Effect on Revenue Allocation.

·   Proposition 65 generally requires state voter approval before the state can reduce any individual local government’s revenues from the property tax, uniform local sales tax, or vehicle license fee (VLF).

·   Proposition 1A prohibits the state from reducing any local government’s revenues from local sales taxes, but maintains some state authority to alter the allocation of property tax revenues, VLF revenues, and other taxes. Proposition 1A does not include a state voter approval requirement.

Local Governments Affected.

·   Proposition 65’s restrictions apply to cities, counties, special districts, and redevelopment agencies.

·   Proposition 1A’s restrictions do not apply to redevelopment agencies.

Restricts State Authority to Impose Mandates on
Local Governments Without Reimbursement

·   Proposition 65 authorizes local governments, schools, and community college districts to decide whether or not to comply with a state requirement if the state does not fully reimburse local costs.

·   Proposition 1A’s mandate provisions do not apply to schools and community colleges. If the state does not fund a mandate in any year, the state must eliminate local government’s duty to implement it for that same time period.

 

Fiscal Effects

Proposition 1A would reduce state authority over local finances. Over time, it could have significant fiscal impacts on state and local governments, as described below.

Long-Term Effect on Local and State Finance

Higher and More Stable Local Government Revenues. Given the number and magnitude of past state actions affecting local taxes, this measure’s restrictions on state authority to enact such measures in the future would have potentially major fiscal effects on local governments. For example, the state could not enact measures that permanently shift property taxes from local governments to schools in order to reduce state costs for education programs. In these cases, this measure would result in local government revenues being more stable—and higher—than otherwise would be the case. The magnitude of increased local revenues is unknown and would depend on future actions by the state. Given past actions by the state, however, this increase in local government revenues could be in the billions of dollars annually. These increased local revenues could result in higher spending on local programs or decreased local fees or taxes.

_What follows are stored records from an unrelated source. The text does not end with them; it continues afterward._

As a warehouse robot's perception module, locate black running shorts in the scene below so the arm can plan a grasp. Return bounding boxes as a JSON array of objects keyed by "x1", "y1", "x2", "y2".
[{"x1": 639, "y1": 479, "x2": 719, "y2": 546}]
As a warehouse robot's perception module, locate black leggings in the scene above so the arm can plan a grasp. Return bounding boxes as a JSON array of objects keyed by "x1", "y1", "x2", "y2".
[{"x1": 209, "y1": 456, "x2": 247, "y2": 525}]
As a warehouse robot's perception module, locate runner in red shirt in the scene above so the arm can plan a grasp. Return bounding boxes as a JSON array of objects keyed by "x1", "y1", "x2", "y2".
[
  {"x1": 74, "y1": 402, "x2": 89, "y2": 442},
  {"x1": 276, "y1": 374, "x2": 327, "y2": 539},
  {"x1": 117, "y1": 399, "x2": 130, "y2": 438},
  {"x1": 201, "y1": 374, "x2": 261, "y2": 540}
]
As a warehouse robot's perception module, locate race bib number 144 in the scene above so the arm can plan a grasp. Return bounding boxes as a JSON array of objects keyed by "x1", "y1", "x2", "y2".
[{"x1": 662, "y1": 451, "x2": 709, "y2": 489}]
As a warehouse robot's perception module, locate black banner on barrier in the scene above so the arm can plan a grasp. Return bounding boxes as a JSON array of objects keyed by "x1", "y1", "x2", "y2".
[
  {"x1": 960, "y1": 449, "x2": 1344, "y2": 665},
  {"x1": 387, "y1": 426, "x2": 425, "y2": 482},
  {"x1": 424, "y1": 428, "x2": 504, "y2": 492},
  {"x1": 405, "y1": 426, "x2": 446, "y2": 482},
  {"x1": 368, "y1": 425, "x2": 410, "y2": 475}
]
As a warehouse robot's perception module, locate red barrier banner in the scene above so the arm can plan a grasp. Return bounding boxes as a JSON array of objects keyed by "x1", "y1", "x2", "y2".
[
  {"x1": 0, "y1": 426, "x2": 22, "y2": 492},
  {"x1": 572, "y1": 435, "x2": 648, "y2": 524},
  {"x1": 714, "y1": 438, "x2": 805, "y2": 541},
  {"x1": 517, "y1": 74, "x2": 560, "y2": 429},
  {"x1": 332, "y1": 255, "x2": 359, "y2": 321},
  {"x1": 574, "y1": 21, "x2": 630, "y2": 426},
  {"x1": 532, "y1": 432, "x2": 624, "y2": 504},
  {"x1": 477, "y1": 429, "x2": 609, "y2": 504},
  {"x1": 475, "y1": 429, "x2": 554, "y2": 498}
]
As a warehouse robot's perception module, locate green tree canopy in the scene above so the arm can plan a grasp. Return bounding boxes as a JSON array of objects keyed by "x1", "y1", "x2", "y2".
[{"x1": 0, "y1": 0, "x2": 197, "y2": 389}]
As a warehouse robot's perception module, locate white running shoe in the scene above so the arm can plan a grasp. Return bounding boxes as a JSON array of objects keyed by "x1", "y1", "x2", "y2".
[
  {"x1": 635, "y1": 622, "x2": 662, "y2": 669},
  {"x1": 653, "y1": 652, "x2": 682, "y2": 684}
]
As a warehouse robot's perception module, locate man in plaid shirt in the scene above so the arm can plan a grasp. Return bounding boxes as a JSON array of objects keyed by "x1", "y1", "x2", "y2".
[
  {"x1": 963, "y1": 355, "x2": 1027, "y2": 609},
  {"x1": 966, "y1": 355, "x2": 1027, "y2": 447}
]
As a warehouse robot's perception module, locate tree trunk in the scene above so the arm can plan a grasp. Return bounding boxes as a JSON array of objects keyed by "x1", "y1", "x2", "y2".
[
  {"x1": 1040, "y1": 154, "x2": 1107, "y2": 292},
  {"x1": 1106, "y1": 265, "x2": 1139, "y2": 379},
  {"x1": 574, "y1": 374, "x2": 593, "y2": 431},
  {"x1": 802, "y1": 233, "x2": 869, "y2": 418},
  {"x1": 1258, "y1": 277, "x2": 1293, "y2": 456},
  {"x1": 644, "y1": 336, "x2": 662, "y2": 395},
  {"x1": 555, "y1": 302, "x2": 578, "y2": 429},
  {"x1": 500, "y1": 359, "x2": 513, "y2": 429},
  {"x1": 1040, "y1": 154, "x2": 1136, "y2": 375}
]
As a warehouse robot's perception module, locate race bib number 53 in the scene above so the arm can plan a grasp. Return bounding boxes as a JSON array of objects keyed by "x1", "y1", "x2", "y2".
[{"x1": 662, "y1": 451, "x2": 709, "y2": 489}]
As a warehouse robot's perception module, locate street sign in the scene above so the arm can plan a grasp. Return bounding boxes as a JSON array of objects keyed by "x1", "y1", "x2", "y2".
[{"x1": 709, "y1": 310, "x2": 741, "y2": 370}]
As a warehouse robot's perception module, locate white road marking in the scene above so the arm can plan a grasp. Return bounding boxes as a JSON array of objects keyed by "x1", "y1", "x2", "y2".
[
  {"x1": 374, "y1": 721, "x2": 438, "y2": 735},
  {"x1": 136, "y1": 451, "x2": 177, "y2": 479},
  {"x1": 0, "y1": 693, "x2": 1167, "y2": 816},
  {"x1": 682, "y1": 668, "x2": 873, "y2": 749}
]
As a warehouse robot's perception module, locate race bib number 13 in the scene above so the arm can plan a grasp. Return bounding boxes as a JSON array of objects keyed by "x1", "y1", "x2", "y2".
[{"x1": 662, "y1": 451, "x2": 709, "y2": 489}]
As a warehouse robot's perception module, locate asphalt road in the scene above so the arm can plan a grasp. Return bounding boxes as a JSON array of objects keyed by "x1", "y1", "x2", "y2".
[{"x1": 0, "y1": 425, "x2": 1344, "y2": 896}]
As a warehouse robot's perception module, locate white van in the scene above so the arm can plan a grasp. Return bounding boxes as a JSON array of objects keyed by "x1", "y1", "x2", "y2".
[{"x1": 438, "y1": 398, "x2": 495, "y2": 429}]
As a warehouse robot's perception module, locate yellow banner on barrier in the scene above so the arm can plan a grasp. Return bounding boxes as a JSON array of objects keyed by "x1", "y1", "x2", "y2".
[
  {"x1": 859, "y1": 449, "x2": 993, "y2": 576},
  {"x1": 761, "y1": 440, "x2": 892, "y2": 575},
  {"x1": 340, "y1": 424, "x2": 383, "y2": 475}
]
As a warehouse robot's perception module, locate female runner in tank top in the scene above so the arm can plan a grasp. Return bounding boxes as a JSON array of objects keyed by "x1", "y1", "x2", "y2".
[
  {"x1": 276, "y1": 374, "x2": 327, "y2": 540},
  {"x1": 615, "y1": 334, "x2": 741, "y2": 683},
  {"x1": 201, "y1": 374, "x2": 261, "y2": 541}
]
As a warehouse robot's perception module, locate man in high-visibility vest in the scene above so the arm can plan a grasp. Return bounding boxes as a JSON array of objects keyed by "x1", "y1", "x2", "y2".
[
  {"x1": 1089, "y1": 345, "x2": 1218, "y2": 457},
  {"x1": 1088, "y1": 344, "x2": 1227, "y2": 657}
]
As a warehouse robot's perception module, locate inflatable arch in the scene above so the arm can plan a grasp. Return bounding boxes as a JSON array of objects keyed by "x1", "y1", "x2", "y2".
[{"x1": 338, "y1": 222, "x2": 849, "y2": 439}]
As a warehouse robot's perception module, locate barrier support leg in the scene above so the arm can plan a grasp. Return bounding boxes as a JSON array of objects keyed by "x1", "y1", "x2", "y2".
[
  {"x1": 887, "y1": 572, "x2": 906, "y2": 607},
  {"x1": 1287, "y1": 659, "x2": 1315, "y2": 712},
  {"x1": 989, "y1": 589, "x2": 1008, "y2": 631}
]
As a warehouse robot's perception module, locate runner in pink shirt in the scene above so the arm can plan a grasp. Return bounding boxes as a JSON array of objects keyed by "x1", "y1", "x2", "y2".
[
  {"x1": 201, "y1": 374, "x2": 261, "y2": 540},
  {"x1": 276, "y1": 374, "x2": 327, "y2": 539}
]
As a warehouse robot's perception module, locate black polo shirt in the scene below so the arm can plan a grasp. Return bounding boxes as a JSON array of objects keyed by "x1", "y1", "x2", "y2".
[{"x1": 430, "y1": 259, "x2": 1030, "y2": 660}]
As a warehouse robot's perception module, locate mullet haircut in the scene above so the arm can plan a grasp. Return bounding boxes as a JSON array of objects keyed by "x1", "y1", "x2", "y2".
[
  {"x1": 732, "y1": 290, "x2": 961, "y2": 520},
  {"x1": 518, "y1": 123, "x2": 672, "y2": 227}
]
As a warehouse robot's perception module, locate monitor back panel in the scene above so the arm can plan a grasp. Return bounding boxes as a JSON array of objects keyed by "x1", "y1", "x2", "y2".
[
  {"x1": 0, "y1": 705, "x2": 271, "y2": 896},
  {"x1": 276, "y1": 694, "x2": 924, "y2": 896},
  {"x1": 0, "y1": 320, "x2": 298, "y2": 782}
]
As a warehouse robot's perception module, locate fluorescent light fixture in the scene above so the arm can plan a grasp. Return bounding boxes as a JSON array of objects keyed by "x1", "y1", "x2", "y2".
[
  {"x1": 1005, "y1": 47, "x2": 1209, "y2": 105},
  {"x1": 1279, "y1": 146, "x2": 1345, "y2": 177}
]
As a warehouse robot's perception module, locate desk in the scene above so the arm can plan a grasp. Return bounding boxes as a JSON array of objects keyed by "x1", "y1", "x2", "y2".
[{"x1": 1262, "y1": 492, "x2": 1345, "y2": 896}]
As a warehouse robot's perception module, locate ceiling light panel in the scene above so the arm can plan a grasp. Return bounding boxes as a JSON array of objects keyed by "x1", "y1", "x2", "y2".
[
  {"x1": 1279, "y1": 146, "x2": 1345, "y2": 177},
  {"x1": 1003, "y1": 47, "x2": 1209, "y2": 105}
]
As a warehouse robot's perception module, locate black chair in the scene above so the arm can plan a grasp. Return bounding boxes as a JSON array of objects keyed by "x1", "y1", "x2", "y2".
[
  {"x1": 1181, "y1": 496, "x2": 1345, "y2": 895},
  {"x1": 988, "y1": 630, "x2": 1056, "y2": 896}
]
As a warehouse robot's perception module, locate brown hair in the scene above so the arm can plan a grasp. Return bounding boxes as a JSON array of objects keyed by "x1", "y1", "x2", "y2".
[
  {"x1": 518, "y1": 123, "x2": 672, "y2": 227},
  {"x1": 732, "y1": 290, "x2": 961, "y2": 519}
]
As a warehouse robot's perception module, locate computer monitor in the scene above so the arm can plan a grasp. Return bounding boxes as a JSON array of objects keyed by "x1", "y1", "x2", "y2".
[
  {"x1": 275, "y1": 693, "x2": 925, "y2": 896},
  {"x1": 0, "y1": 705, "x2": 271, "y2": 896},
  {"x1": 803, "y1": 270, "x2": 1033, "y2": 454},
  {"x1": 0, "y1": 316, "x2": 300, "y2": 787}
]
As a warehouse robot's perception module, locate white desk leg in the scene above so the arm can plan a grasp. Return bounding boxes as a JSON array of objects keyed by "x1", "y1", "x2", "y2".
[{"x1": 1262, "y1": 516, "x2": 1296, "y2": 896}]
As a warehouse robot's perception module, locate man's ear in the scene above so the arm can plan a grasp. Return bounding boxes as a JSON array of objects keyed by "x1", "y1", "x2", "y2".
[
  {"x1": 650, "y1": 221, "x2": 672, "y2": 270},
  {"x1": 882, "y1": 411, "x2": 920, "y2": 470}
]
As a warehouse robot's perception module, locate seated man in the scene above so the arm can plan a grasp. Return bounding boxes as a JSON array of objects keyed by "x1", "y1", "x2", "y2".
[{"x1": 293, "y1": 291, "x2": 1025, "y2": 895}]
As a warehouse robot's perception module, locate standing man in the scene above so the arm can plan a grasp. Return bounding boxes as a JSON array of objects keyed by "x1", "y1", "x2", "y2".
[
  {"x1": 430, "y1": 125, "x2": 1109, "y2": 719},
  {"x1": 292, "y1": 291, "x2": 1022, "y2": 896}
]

Lower Resources for State Programs. In general, the measure’s effect on state finances would be the opposite of its effect on local finances. That is, this measure could result in decreased resources being available for state programs than otherwise would be the case. This reduction, in turn, would affect state spending and/or taxes. For example, because the state could not use local government property taxes permanently as part of the state’s budget solution, the Legislature would need to take alternative actions to resolve the state’s budget difficulties—such as increasing state taxes or decreasing spending on other state programs. As with the local impact, the total fiscal effect also could be in the billions of dollars annually.

Less Change to the Revenue of Individual Local Governments. Proposition 1A restricts the state’s authority to reallocate local tax revenues to address concerns regarding funding for specific local governments or to restructure local government finance. For example, the state could not enact measures that changed how local sales tax revenues are allocated to cities and counties. In addition, measures that reallocated property taxes among local governments in a county would require approval by two-thirds of the Members of each house of the Legislature (rather than majority votes). As a result, this measure would result in fewer changes to local government revenues than otherwise would have been the case.

Effect on Local Programs and State Reimbursements

Because the measure appears to expand the circumstances under which the state is required to reimburse local agencies, the measure may increase future state costs or alter future state actions regarding local or jointly funded state-local programs. While it is not possible to determine the cost to reimburse local agencies for potential future state actions, our review of state measures enacted in the past suggests that, over time, increased state reimbursement costs may exceed a hundred million dollars annually.